Supreme Court blocks ruling that refused to recognize lesbian mother’s parental rights
The U.S. Supreme Court on Monday blocked an Alabama judicial ruling that refused to recognize a gay woman’s parental rights over three children she adopted with her lesbian partner and raised from birth.
In an unsigned order, the court said the case would be put on hold while the woman, named in court papers as V.L., files a formal appeal of the September ruling by the Alabama Supreme Court.
Lawyers for the woman say the Alabama ruling “effectively stripped V.L. of parental rights over the children she had raised since they were born.”
The National Center for Lesbian Rights, which represents V.L., said she will now have visitation rights, having not seen the children since April.
“I’m overjoyed that my children and I will be able to be together again,” V.L. said in a statement provided by the group.
“I adopted my children more than eight years ago to be sure that I could always be there to protect them. This terrible Alabama decision has hurt my family and will hurt so many other families if it is not corrected,” V.L. added.
V.L. was formerly in a relationship with a woman identified as E.L., who is the birth mother of the three children, a 13-year-old and 11-year-old twins.
In 2007, a court in Georgia granted V.L.’s petition to adopt the children in a move that E.L. agreed to at the time. The couple split in 2011 and disagreed over custody arrangements.

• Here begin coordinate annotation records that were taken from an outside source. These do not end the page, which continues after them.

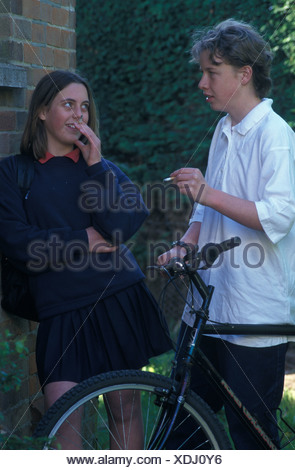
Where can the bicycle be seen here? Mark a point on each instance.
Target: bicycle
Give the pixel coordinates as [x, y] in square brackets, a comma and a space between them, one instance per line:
[166, 403]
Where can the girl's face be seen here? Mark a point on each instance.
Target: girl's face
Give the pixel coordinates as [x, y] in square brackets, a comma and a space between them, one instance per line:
[60, 117]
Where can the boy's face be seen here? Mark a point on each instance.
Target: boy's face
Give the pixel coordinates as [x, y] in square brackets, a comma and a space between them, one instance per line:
[220, 83]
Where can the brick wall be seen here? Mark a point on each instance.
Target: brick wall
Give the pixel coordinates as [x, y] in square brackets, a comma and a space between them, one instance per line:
[35, 36]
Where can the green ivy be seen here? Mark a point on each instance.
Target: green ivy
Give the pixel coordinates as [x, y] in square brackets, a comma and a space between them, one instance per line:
[136, 55]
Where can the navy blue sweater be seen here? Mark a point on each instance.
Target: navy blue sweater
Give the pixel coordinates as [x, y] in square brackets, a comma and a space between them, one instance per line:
[46, 232]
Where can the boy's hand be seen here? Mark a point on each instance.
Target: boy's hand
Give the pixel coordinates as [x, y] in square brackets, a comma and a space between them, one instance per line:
[192, 183]
[177, 251]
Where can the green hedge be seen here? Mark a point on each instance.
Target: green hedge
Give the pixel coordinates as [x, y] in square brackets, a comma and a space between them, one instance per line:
[136, 54]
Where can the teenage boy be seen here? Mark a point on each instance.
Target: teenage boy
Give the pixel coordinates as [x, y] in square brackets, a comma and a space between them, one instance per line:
[248, 191]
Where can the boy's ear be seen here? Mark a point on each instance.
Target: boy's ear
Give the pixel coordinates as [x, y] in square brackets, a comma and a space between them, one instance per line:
[247, 73]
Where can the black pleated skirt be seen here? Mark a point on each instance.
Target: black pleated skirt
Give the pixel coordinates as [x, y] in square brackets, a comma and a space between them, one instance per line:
[122, 331]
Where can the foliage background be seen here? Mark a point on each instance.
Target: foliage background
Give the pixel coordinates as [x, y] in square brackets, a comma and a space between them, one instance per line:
[136, 55]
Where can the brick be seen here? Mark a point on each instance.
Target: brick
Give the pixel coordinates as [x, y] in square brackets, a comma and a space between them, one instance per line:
[10, 49]
[12, 76]
[11, 6]
[67, 39]
[34, 75]
[60, 17]
[38, 33]
[32, 54]
[47, 56]
[72, 20]
[31, 9]
[61, 59]
[7, 120]
[46, 13]
[23, 29]
[53, 36]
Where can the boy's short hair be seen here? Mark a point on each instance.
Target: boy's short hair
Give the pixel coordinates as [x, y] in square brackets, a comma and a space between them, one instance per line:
[238, 44]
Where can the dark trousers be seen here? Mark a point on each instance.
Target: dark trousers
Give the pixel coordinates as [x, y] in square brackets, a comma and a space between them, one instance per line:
[256, 375]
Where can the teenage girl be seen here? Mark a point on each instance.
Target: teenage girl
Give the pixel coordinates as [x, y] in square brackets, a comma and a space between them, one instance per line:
[95, 312]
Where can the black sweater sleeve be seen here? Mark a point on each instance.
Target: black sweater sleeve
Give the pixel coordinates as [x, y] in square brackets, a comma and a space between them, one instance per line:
[16, 234]
[115, 203]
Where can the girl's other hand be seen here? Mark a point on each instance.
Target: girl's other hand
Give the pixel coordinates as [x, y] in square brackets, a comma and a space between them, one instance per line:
[97, 244]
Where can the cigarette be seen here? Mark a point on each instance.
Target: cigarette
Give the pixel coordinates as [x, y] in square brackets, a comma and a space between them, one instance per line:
[171, 178]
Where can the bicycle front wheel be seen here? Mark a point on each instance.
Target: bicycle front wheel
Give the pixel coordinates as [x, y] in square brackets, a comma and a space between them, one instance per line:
[129, 410]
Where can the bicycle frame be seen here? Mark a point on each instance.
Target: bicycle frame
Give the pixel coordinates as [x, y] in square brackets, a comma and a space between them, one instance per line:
[194, 354]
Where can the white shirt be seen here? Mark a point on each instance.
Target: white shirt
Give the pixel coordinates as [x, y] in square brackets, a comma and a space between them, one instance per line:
[255, 282]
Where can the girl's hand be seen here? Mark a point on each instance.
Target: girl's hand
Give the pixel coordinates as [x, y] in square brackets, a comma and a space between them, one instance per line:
[97, 244]
[192, 183]
[92, 150]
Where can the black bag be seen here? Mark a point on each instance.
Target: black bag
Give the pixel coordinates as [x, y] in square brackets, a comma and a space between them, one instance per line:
[16, 298]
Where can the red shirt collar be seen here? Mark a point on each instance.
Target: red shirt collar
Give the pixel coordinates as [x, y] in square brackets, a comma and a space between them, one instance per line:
[73, 155]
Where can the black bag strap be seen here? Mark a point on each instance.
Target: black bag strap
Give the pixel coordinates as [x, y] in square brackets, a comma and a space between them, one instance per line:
[25, 172]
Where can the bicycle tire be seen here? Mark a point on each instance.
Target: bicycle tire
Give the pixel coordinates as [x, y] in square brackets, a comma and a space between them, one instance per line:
[94, 432]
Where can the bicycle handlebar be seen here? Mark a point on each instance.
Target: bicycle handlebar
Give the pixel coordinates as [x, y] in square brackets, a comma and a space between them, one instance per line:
[191, 262]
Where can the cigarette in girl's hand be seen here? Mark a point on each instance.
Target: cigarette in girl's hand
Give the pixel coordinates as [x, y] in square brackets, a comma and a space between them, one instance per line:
[171, 178]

V.L. filed papers in Alabama seeking joint custody. Lower courts ruled in her favor before the state’s high court ruled in favor of her former partner.
The state appeals court said it did not have to endorse the Georgia court’s adoption order. Under the U.S. Constitution, state courts are required to recognize judgments issued by courts in other states.
But the Alabama Supreme Court said that the Georgia court did not have jurisdiction to issue the adoption order. The Alabama Supreme Court ruling will now remain on hold until the U.S. Supreme Court justices decide whether to hear V.L.’s case in full.
The two women were not married. A Supreme Court ruling in June legalized gay marriage nationwide.